Here’s something interesting from Standard and Poor’s (you remember, the folks who brought you the debt ceiling crisis in the US last year?)

Turn to page 10 of this PDF to find out how Standard and Poor’s describes each of the ratings categories. Everything BBB- and above is considered “investment grade”.

Right now the Spanish are freaking out because they have been cut from A to BBB+:

Note that BBB+ is still “investment grade”.

Americans last year were freaking out because they were cut from AAA to AA+. AAA is the very top of the ratings, and AA+ is still head-and-shoulders within “investment grade”, and there are two categories of investment grade underneath that:

All that is interesting enough, but what’s really interesting is what they call the categories directly beneath BBB- … “speculative grade”.

That strikes me as a very odd thing to call an investment when you’re advising people not to make the investment. Speculation is, by definition, investment.

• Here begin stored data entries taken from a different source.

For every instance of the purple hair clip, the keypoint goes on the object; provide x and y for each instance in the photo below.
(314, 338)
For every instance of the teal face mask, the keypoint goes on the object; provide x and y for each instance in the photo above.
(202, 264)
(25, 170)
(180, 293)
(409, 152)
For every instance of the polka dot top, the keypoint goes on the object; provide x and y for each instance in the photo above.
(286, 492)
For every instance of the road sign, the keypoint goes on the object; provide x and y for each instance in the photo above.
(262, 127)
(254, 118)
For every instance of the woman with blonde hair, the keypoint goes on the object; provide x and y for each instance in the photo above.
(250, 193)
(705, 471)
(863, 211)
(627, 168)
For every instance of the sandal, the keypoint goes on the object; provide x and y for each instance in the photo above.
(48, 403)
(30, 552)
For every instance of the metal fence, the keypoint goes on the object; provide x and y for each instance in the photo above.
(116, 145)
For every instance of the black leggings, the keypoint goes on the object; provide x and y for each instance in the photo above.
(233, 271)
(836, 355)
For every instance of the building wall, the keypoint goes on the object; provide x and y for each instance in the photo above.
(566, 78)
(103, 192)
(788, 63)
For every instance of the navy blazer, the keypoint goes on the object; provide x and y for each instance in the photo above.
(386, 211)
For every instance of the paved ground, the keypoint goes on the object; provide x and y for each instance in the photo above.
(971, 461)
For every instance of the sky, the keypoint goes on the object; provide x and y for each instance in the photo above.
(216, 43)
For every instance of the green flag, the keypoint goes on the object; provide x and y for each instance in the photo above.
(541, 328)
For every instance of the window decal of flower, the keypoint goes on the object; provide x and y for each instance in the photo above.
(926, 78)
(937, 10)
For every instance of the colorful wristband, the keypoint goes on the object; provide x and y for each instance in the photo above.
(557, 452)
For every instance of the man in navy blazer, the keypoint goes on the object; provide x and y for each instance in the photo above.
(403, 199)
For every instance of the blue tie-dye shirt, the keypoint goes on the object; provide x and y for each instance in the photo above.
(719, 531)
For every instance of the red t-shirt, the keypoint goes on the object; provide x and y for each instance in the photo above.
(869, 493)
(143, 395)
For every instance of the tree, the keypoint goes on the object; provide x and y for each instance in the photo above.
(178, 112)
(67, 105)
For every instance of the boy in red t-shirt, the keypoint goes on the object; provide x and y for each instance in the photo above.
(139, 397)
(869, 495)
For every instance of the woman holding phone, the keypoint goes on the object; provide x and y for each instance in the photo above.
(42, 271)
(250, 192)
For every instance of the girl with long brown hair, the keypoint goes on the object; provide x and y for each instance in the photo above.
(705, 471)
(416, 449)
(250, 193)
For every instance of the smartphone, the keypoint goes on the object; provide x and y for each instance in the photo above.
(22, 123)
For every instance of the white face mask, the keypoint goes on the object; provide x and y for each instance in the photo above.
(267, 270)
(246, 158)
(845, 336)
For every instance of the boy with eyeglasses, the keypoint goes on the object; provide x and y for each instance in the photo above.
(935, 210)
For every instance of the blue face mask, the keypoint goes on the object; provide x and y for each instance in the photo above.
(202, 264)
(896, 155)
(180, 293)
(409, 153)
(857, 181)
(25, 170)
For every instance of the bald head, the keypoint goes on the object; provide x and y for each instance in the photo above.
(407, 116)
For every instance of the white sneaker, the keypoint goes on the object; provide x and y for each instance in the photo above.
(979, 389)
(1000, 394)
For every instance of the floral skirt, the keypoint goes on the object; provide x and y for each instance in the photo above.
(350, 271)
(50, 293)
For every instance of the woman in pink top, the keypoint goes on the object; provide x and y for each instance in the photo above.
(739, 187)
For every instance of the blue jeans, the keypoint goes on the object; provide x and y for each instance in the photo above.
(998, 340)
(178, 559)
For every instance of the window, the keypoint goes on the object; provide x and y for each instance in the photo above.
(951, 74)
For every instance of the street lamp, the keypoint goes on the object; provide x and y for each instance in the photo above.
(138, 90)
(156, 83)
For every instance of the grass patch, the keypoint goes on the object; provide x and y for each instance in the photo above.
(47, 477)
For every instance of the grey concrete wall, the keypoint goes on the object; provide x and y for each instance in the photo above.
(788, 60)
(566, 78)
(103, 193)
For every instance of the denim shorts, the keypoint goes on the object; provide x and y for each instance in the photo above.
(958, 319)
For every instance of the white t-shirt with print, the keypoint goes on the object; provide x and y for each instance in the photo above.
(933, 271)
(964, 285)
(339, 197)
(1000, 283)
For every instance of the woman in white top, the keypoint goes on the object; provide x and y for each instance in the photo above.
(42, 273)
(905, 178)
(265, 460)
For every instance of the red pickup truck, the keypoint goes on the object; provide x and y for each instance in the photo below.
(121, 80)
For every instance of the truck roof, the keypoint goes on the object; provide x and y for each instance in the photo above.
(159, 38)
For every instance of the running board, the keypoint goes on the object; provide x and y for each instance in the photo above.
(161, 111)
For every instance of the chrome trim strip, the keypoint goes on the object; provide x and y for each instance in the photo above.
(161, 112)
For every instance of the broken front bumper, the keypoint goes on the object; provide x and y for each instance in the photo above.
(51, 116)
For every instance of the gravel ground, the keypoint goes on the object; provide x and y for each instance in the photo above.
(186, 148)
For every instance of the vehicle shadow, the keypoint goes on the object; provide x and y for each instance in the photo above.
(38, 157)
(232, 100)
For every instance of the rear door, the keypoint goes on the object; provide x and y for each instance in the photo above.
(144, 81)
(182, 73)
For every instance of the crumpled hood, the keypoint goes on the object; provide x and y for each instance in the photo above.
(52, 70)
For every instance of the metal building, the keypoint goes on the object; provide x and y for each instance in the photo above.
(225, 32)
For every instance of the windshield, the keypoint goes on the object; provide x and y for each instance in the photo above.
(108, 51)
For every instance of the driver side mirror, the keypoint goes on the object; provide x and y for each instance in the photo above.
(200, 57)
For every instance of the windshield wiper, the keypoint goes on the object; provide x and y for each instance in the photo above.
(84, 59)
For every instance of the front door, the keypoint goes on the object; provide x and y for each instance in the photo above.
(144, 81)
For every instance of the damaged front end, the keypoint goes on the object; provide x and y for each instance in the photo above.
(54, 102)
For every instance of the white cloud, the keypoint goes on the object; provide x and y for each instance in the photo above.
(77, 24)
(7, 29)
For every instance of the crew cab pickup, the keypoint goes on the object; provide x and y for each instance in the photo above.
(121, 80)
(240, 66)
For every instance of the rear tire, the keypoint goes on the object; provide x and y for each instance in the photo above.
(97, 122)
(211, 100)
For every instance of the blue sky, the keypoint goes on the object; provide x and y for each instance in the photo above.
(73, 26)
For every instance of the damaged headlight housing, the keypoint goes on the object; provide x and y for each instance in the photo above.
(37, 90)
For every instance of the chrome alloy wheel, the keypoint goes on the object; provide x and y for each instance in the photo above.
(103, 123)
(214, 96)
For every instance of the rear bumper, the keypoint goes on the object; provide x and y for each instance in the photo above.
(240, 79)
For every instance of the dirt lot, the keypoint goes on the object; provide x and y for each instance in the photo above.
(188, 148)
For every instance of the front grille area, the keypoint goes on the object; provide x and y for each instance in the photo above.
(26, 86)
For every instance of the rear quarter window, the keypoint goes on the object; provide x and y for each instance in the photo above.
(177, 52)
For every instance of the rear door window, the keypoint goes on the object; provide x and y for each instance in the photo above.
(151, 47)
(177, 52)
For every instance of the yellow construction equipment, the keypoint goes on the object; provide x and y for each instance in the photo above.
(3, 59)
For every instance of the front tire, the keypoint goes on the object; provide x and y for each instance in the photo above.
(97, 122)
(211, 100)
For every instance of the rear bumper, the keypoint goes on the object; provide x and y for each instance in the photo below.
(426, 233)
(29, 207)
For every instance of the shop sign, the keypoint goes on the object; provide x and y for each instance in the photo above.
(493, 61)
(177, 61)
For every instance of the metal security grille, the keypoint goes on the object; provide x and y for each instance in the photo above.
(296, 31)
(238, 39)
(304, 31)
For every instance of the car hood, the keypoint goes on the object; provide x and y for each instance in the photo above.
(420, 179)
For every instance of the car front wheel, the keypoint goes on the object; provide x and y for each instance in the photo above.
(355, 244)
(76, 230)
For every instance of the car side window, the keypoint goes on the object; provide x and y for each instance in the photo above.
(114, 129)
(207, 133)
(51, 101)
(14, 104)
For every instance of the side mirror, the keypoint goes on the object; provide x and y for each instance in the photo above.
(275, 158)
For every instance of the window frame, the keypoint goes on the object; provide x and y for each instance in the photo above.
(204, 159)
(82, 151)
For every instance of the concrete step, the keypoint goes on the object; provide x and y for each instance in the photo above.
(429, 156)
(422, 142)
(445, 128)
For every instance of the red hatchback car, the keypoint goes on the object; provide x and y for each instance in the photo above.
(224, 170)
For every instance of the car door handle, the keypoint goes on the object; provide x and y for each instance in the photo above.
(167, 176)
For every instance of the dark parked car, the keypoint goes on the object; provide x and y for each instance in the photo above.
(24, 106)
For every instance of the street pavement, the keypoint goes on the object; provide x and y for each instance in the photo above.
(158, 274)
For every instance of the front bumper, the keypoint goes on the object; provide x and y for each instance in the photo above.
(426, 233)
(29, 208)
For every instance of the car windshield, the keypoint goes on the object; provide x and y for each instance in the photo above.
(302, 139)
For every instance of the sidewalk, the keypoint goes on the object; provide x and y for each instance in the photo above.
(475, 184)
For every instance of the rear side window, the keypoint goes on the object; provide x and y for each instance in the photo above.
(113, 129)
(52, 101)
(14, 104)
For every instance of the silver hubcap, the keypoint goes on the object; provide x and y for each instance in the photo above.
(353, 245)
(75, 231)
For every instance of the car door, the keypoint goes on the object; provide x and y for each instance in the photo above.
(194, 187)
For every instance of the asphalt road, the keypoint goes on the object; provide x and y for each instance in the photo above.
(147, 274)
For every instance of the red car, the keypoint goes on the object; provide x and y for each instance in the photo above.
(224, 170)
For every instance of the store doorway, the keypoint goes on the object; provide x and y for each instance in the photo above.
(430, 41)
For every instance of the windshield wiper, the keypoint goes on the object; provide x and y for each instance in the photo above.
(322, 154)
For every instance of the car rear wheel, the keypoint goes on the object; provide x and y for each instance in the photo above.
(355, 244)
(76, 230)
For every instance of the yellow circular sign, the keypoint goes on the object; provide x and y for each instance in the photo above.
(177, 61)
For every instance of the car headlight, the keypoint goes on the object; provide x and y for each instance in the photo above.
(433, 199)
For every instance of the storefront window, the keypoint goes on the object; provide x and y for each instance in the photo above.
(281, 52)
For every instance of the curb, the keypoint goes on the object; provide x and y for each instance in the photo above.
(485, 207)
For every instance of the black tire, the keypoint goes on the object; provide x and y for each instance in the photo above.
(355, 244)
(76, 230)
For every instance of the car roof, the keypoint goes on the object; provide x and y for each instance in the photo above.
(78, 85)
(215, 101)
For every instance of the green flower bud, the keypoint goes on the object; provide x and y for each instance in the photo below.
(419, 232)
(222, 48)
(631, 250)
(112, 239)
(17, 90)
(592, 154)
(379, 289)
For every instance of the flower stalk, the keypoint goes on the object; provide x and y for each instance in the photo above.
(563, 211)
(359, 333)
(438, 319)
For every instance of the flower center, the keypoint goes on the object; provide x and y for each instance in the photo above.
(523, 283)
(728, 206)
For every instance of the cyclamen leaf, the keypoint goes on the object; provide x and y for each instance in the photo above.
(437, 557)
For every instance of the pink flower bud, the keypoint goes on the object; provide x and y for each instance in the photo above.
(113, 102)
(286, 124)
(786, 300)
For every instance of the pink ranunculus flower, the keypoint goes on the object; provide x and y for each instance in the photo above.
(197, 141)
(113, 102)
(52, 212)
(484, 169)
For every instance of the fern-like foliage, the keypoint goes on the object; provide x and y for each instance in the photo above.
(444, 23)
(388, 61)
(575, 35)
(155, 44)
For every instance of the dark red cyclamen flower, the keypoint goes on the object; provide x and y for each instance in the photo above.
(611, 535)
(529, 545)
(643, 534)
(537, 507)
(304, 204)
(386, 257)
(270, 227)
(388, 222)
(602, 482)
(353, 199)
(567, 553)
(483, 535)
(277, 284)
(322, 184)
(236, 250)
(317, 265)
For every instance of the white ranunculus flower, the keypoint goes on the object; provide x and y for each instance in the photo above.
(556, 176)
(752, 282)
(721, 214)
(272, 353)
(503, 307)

What the ratings companies are trying to say is that these categories underneath BBB- involve some risk, but not that investing in them is foolhardy. Indeed, the maximum default rate percentages for 1981-2008 for the B-level categories are low enough that it’s not hard to imagine investment houses with cash pouring out of their ears being willing to take the risk…BBB+, 1.11%; BBB, 1.40%; BBB-, 1.33%; BB+, 3.70%; BB, 3.06%; BB-, 7.04%; B+, 8.72%; B, 16.25%; B-, 32.43%.

Even for the lowest of these categories, over two-thirds of the investments will not lead to default. Those are, for venture capitalists with deep pockets, pretty good odds. Furthermore, if said venture capitalists with deep pockets invest in _countries_ where others do not because of the risk, and succeed, they will likely make more money precisely _because_ others choose to remain outside that market due to the risk.

This is why debt-fanatics are keen to excoriate Argentina for daring to renegotiate its debt and to selectively default to certain creditors, but skip past the fact that Argentina is now, a decade after its default, at a B rating sufficiently high to entice investment, with at least an 83% expectation of repayment of the investors.

The reason for the default in the first place was that Argentina didn’t accept that it had to pursue austerity policies that would savage demand in their economy in order to pay the debt back. Thus far, Spain _has_ accepted those policies, and yet, the country’s credit is still being downgraded.

Let me know if Spain’s credit rating drops below Argentina’s, or if Argentina’s rises above Spain’s. I plan to say “I told you so” a lot on that day. Take care of your economy, then you can pay your debts. Don’t take care of your economy, the debt problem is only going to get worse.